Taverna Lefteris

About
Taverna Lefteris sits in Apeiranthos, one of Naxos's most distinctive mountain villages — a marble-paved settlement roughly 25 km inland from Naxos Town, at an elevation that keeps it cool even in August. With a 4.6 rating across 824 reviews, this is the kind of place locals and returning visitors seek out specifically, not stumble into by accident.
The taverna falls squarely in the traditional Greek category, with grilled and barbecued meats at its core and a menu built around what Apeiranthos and the surrounding Naxian interior do best.
What to Expect
Taverna Lefteris operates as a no-frills village taverna: the focus is on the food and the setting, not on design flourishes. Apeiranthos itself is built almost entirely from local marble and slate, and the views from the upper part of the village stretch across the central Naxian mountains toward the sea. The taverna's Google listing includes a view component, which makes outdoor or terrace seating worth requesting.
The kitchen leans heavily on grilled meats — the barbecue_restaurant classification reflects what regulars order. Expect Naxian staples alongside the grill: local cheeses (graviera and arseniko are the island's signatures), slow-cooked stews, and seasonal vegetable dishes sourced from the productive farmland that rings the village. Portions at mountain tavernas on Naxos tend toward the generous side, and the pace is unhurried.
How to Get There
Apeiranthos is accessible by car or scooter from Naxos Town via the main inland road through Filoti — allow around 40 minutes. The route climbs steadily and the final approach into the village is narrow in places, so park at the lower village entrance and walk in. KTEL buses run from Naxos Town to Apeiranthos with a handful of departures daily; check the current KTEL Naxos schedule before you go, as times vary by season. There is no realistic way to reach Apeiranthos on foot from the coast.

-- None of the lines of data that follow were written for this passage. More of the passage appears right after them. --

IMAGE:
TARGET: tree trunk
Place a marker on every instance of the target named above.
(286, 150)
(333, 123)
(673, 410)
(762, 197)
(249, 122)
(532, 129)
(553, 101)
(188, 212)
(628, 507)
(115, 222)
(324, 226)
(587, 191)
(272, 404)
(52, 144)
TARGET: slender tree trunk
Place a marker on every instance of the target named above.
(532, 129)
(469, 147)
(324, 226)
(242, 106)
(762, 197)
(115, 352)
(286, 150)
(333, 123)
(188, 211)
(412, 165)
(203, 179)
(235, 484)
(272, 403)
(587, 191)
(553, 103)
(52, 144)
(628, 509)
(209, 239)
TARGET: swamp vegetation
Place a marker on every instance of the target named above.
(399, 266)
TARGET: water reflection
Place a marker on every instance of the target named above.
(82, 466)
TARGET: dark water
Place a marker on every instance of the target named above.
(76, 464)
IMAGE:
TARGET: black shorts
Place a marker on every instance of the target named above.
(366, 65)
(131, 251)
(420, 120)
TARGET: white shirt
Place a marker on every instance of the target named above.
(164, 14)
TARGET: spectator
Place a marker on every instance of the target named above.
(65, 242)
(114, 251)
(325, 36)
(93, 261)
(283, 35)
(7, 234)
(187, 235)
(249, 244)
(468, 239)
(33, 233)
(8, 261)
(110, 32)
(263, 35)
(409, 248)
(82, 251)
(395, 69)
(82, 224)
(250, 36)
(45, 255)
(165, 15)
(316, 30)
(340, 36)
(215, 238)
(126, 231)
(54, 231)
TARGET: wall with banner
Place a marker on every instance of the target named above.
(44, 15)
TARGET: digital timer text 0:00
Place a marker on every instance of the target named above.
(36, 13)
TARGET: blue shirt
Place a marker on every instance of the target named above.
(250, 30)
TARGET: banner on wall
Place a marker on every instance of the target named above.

Once inside the village, Taverna Lefteris is on the main pedestrian route through Apeiranthos — the marble-flagged main street is the logical spine of any visit.
Best Time to Visit
Lunch is the traditional meal at Apeiranthos tavernas, and arriving between 13:00 and 15:00 puts you in the rhythm of village life. Dinner is also served, and summer evenings at elevation are noticeably cooler and less humid than the coast — a real draw in July and August. Midweek visits in peak season tend to be calmer than weekends, when Athenians with village connections and day-trippers from the coast both converge on Apeiranthos. Spring (April–June) and early autumn (September–October) offer the most comfortable temperatures and the least competition for tables.
Tips for Visiting
- Call ahead in high season. The phone number is +30 2285 061333. Apeiranthos restaurants can fill up on summer weekends without warning.
- Order the local cheese. Naxian graviera is PDO-protected and tastes markedly different here than what you find pre-packaged. If arseniko (a sharper aged variety) is on the table, try it.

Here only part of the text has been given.